Through an interdisciplinary concentration in urban studies, inspect the historical, social, economic, and political factors that have shaped cities and, in turn, how cities have affected the lives of their inhabitants. The concentration is open to all majors.
Urbanization Across the Globe
Urbanization has been one of the most powerful processes shaping the world: economically, culturally, geographically, and socially. Through a concentration in urban studies, explore the unique challenges of different cities and gain an understanding of the multifaceted impact of urbanization. We encourage you to think of cities as vital sites of human experience and innovation — and to use your knowledge to enact societal change.
As a student in the urban studies concentration, learn about broad patterns and notable variations in urban growth, decline, and, in some cases, revitalization.
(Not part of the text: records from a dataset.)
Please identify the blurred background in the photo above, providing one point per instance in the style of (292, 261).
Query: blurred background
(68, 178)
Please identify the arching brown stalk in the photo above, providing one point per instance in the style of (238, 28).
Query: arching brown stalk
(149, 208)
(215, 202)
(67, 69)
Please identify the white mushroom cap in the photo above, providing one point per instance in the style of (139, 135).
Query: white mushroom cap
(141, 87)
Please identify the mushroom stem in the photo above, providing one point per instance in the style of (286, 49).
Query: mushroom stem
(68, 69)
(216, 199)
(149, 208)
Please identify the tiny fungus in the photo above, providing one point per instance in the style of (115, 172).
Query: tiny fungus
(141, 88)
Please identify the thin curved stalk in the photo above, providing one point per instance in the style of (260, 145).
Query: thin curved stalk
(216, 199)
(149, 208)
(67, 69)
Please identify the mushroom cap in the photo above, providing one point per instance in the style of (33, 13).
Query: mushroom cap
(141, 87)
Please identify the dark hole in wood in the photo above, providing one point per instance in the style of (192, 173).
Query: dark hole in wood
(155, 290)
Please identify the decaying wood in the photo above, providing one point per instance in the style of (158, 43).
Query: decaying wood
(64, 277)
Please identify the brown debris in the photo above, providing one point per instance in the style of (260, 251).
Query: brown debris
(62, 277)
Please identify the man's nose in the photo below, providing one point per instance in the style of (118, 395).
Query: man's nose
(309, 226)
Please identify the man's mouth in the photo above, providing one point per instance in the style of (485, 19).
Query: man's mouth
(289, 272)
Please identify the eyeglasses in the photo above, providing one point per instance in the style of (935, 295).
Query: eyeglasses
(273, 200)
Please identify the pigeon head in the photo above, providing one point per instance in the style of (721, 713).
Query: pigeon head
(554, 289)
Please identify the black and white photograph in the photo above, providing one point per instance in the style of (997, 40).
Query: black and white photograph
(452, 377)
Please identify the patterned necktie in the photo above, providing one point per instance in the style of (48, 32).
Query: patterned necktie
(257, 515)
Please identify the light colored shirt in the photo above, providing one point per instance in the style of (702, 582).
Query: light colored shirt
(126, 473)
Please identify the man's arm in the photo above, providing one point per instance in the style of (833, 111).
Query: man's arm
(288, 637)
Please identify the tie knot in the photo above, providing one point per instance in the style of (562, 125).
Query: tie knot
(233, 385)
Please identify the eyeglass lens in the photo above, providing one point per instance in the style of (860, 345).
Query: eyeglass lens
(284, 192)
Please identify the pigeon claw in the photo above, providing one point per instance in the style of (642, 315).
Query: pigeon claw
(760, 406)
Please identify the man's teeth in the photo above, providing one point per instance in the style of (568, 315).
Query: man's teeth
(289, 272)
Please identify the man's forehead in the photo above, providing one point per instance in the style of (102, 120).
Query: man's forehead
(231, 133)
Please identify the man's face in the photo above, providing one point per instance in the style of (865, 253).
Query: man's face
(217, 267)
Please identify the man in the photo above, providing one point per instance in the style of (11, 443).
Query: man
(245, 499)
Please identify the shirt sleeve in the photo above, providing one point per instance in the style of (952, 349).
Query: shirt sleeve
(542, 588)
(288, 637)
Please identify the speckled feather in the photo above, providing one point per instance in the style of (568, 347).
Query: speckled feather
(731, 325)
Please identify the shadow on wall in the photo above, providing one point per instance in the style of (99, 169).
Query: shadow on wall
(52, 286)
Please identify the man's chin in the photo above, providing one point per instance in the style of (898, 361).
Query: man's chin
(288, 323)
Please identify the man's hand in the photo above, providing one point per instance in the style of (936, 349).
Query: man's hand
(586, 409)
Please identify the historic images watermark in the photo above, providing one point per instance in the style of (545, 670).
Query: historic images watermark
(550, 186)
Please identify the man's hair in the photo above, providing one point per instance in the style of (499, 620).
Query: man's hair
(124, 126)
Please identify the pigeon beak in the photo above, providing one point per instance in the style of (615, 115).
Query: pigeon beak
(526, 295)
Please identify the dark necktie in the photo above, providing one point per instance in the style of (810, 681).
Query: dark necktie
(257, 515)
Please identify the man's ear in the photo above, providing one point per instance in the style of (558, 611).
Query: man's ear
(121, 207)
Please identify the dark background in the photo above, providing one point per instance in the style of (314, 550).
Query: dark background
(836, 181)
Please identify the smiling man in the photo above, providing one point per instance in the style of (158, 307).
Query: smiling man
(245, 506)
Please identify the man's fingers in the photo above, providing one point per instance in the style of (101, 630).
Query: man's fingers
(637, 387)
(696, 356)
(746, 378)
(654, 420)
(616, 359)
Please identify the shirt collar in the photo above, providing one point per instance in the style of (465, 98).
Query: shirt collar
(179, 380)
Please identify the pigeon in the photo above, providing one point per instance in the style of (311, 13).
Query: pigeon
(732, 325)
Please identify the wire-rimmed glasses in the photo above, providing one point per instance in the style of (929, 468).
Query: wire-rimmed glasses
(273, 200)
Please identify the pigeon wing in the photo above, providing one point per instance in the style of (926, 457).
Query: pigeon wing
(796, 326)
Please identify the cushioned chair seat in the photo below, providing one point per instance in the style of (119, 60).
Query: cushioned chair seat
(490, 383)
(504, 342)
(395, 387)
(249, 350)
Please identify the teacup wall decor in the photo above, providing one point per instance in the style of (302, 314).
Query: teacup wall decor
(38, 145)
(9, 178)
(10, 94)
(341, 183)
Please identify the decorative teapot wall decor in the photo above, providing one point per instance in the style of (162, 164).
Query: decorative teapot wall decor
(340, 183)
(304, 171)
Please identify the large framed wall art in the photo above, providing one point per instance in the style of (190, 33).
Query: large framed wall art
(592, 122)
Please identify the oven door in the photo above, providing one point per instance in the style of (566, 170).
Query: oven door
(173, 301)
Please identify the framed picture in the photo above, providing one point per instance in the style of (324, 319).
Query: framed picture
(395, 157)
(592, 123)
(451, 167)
While studying cities on a global scale, become familiar with the key concepts and tools used to explore and analyze urban phenomena.
While you can combine this concentration with any major, it’s an especially good complement to majors in community, youth, and education studies; economics; geography; global environmental studies; international development and social change; political science; and sociology.
Minimum number of courses to complete this concentration: 7 (three from different departments)
Proceeding from an introductory course through intermediate and advanced courses offered in several different departments, apply what you learn to your capstone experience.
The capstone can be either a research project or an internship, conducted under the supervision of one of the concentration’s participating faculty, or as part of an urban-research or internship seminar.
Visit the academic catalog to view requirements for this concentration
Careers and Internships
Explore careers and internships, including funding through the Lois and Robert Green Internship program for summer opportunities in Worcester.
Originally called Urban Development and Social Change (UDSC), the program was changed to Urban Studies to better capture the full range of opportunities that exist at Clark for students to study and engage urban topics.
Why the change to Urban Studies?
The core faculty of the Urban Development and Social Change (UDSC) concentration has revamped the curriculum and scope of the program. They have changed the name and curriculum to “Urban Studies” to better capture the full range of opportunities that exist at Clark for students to study and engage urban topics.
Although it will continue to have an emphasis on social change, the Urban Studies (URBS) concentration will better reflect a diversity of approaches for understanding the “urban,” including through music, journalism, and landscape.
The change was made:
- To reflect the fact that Urban Studies (URBS) at Clark is truly interdisciplinary, and global. When it was founded in 2000, the UDSC concentration focused primarily on courses about urban topics in the United States. In the last several years, the program has become more international and has included a wider range of humanities courses.
- To make the program explicitly more humanistic and more international, integrating these with the existing social science and social change orientation. These changes better represent the diversity of urban offerings at Clark, across a wide array of departments.
- To increase the flexibility of course selection for students, making the concentration as accessible as possible across a wide range of majors, while retaining the core strength of interdisciplinarity of the program.
The URBS concentration curriculum has been streamlined for greater student choice and disciplinary variety. It still consists of a minimum of seven courses, three of which must be from different departments, and it still requires two 200-level courses, and a capstone experience.
The curriculum changes will be reflected in the 2020-21 academic catalog as soon as it is posted online.